"Geceleri sabaha kadar işkenceye götürülme anını bekler, garnizon kapısından içeri giren her otomobil sesinde hepimizin yüreği ağzına gelirdi! Her sabah 9 ile 10 arası, kapıdan içeri bir kamyonet girerdi. Tutuklular demir parmaklıkların önünde , birbirini ezerek kamyonete bakardı! Görevliler, ismi okunan tutukluların kamyonete binmeden önce, ellerine kelepçe takarlar, gözlerini ise bağlarlardı! Sonra..."
İşte bu kitaptaki sözlerden de anlaşılacağı gibi, 12 Eylül ve Sıkıyönetim zamanlarını yaşamış ve sığınmacı olarak , Stockholm'e göçmüş bir göçmen " Sami" karakteri...

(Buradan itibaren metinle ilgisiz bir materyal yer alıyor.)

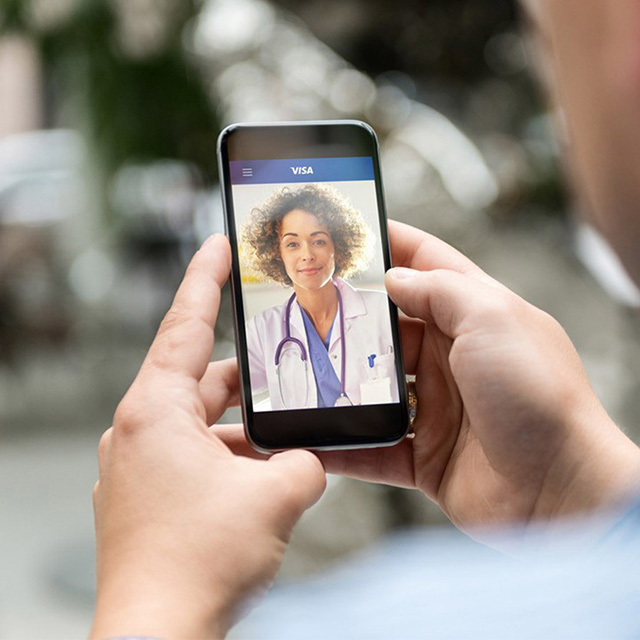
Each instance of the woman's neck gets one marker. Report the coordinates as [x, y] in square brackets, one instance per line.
[321, 304]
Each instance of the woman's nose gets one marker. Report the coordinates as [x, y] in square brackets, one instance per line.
[307, 252]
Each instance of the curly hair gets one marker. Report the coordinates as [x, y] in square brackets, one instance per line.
[351, 235]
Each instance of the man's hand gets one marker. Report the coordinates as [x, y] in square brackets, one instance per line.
[508, 428]
[186, 530]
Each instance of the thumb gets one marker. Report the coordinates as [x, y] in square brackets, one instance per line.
[454, 302]
[302, 477]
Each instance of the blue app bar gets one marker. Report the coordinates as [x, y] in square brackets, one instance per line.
[301, 170]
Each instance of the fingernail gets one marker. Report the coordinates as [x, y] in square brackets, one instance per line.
[402, 273]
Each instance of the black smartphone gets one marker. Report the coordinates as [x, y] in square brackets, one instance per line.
[316, 334]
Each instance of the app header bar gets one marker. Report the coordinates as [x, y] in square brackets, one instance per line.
[301, 170]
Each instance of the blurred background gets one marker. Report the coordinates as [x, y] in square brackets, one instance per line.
[109, 112]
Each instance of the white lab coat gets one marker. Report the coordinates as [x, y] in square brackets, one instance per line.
[367, 329]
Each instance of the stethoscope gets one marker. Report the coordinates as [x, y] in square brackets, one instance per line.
[343, 400]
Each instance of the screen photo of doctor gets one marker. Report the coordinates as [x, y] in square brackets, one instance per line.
[329, 344]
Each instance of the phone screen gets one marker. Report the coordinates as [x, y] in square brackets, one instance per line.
[316, 330]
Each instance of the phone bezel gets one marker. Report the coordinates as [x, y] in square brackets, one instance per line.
[324, 428]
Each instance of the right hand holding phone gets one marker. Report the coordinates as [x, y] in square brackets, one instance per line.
[508, 428]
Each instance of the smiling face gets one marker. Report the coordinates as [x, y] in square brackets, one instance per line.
[307, 250]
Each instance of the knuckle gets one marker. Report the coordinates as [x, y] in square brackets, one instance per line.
[104, 445]
[174, 319]
[127, 416]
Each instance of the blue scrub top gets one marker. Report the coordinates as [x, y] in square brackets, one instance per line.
[327, 382]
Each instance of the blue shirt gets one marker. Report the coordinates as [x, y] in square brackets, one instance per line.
[443, 586]
[327, 382]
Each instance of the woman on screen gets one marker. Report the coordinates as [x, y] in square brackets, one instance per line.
[329, 344]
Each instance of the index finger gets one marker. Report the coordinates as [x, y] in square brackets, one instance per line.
[184, 342]
[411, 247]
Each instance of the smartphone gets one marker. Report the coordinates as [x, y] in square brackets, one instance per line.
[316, 334]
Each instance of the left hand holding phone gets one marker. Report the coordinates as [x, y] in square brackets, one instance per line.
[186, 530]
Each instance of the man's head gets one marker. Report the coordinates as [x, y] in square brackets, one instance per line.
[593, 47]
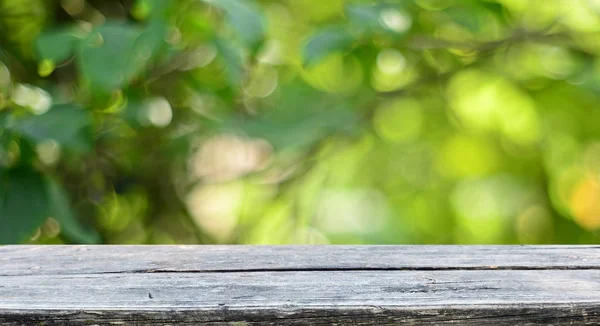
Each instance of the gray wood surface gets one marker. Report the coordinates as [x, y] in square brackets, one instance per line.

Sonra, bir yazar arkadaşı var, O'nun hikayesini ilginç buluyor ve oğlum senin hayatın roman deyip, yazmaya başlıyor... Ama Sami Yazar'ın yazdıklarını pek doğru bulmuyor, ve her bölümde müdahale ediyor, kendi yazdığı ek notlarla! Dur aslında öyle anlattığın gibi değil olay, bir de benden dinle diyor!